Monitor raspberry device

I’m new with info-beamer and using the hosted version. Using a raspberry pi 3b+ and have installed the info-beamer OS there.

I want to monitor my raspberry device using “datadog”, and for that I need to run a bit of code on the terminal. But it seems it’s not allowed. Probably on purpose, but is there any way to install datadog anyway?

The info-beamer OS doesn’t use Raspbian, so you can’t install programs the depend on apt-get or similar infrastructure usually available. What kind of information are you interested in gathering on the device?

The OS was designed to not require detailed on-device monitoring as most of the common issues are handled automatically. You don’t have to monitor available disk space for example, as that’s completely handled by the OS: It will remove old cached content if space runs low automatically.

On the other hand, info-beamer hosted already gathers a few metrics and makes them available internally. If you enable [x] advanced/developer options on the account page, you’ll get four graphs on each device page showing fps, load, temperature and mem usage of the info-beamer process. These values are also available through the API.

For individual device realtime metrics, the device sensor API can be used to query live information from a device.

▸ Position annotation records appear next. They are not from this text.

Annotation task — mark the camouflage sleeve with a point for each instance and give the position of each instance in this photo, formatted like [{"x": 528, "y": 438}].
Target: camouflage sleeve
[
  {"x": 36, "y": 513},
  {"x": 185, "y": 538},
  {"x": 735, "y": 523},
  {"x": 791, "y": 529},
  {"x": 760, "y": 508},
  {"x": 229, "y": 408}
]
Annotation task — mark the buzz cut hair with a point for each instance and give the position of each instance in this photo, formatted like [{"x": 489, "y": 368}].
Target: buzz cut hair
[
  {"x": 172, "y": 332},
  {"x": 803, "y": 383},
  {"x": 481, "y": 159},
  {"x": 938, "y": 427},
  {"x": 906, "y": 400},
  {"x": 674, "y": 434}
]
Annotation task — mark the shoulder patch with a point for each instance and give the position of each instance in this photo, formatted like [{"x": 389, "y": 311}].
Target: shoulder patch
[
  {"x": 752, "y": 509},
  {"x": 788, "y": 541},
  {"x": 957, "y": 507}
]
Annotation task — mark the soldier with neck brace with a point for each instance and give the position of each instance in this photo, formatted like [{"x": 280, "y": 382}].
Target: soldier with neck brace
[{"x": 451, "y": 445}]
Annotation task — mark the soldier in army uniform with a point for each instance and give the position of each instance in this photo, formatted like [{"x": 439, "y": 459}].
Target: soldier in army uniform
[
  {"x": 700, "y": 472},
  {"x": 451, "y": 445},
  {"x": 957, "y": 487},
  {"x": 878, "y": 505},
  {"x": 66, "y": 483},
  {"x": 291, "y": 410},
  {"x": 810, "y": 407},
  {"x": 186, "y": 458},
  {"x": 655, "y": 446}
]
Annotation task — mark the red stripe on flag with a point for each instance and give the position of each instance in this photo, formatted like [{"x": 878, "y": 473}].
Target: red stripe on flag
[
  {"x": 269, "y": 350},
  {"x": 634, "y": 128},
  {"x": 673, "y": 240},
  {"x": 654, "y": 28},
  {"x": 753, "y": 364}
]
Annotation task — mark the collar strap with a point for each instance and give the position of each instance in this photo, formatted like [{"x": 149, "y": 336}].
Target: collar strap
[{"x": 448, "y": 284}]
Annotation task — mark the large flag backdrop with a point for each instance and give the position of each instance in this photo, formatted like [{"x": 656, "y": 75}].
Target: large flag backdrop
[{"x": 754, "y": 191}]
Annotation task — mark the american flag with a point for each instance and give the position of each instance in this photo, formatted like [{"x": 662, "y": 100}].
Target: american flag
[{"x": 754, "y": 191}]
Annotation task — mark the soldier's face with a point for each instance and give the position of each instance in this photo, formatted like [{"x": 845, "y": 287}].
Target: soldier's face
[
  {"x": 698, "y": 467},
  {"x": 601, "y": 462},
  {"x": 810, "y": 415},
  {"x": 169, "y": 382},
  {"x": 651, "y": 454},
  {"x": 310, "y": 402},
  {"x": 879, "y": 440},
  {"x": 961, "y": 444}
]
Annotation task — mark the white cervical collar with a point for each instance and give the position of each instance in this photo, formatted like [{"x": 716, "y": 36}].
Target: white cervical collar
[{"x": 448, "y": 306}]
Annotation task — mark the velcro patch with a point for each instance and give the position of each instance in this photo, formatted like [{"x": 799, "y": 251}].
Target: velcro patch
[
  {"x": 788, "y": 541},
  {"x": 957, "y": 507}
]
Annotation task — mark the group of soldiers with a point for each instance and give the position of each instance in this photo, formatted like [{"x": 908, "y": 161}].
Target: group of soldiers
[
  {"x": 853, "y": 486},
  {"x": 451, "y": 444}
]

For monitoring overall device uptime/availability: Recently a Device Check API was added that can be queries by systems like nagios or similar pull based monitoring solutions.

Maybe one of those helps? If not, it should also be possible to wrap any kind of event gathering daemon into its own package service and install it on a device that way.

1 Like

Thanks for the clear and extended answer. I’m aware of all the metrics that are available by default, and while this does show essential data, we would still like to manage all our devices in one platform like Datadog. Instead of having to use info-beamer just for a few of our devices.

The package service seems like a solution, but is there any step by step tutorial how to implement this? It seems like a heavy roundabout way to execute just one line of code. It seems like info-beamer limits my device, like it’s basically owned and controlled by info-beamer now. I have almost no rights in terms of the command line. Or am I missing something?

That’s not what how that is going to work. Sorry for not making that clear. You still won’t be able to run the installation script, as most likely none of the dependencies exists and they also can’t be installed using anything that expects a normal Raspbian environment. info-beamer OS is a complete custom OS and there is no way to install any OS level tools like you normally would because the complete OS is managed by info-beamer itself. Everything is completely rewritten during system upgrades or configuration changes for example.

The package service mechanism is a way to run almost any kind of additional programs in a controlled and reproducible environment and is guaranteed to survive random power loss or even complete file system corruption.

That’s the point of the OS. You don’t need anything extra and the OS is intended to be installed once by unzipping the install.zip file. Users of info-beamer should never have to touch their installation again once it’s set up that way. System updates, storage management, problem notifications (like SD card problems) and self repairs in case of random SD card corruption are handled completely automated.

The way you might integrate datadog would be to bundle everything required to submit metrics within some program. I briefly looked at the API and it seems this might work with a smallish Python program that submits measured metrics to their HTTPS endpoint. What kind of metrics do you intend to record? And also why? Because there’s not really a lot to manage, because that would mean that info-beamer OS failed to do its job.

As for package services: Essentially you would create a new package with an additional file named service. This file can be a shell script, Python script or also something like a statically linked go binary that is then started automatically once its assigned to a device. GitHub - info-beamer/package-power-saver: Turn off attached screen at configurable times. is an example package that shows how that might work. Overall it’s a bit of work.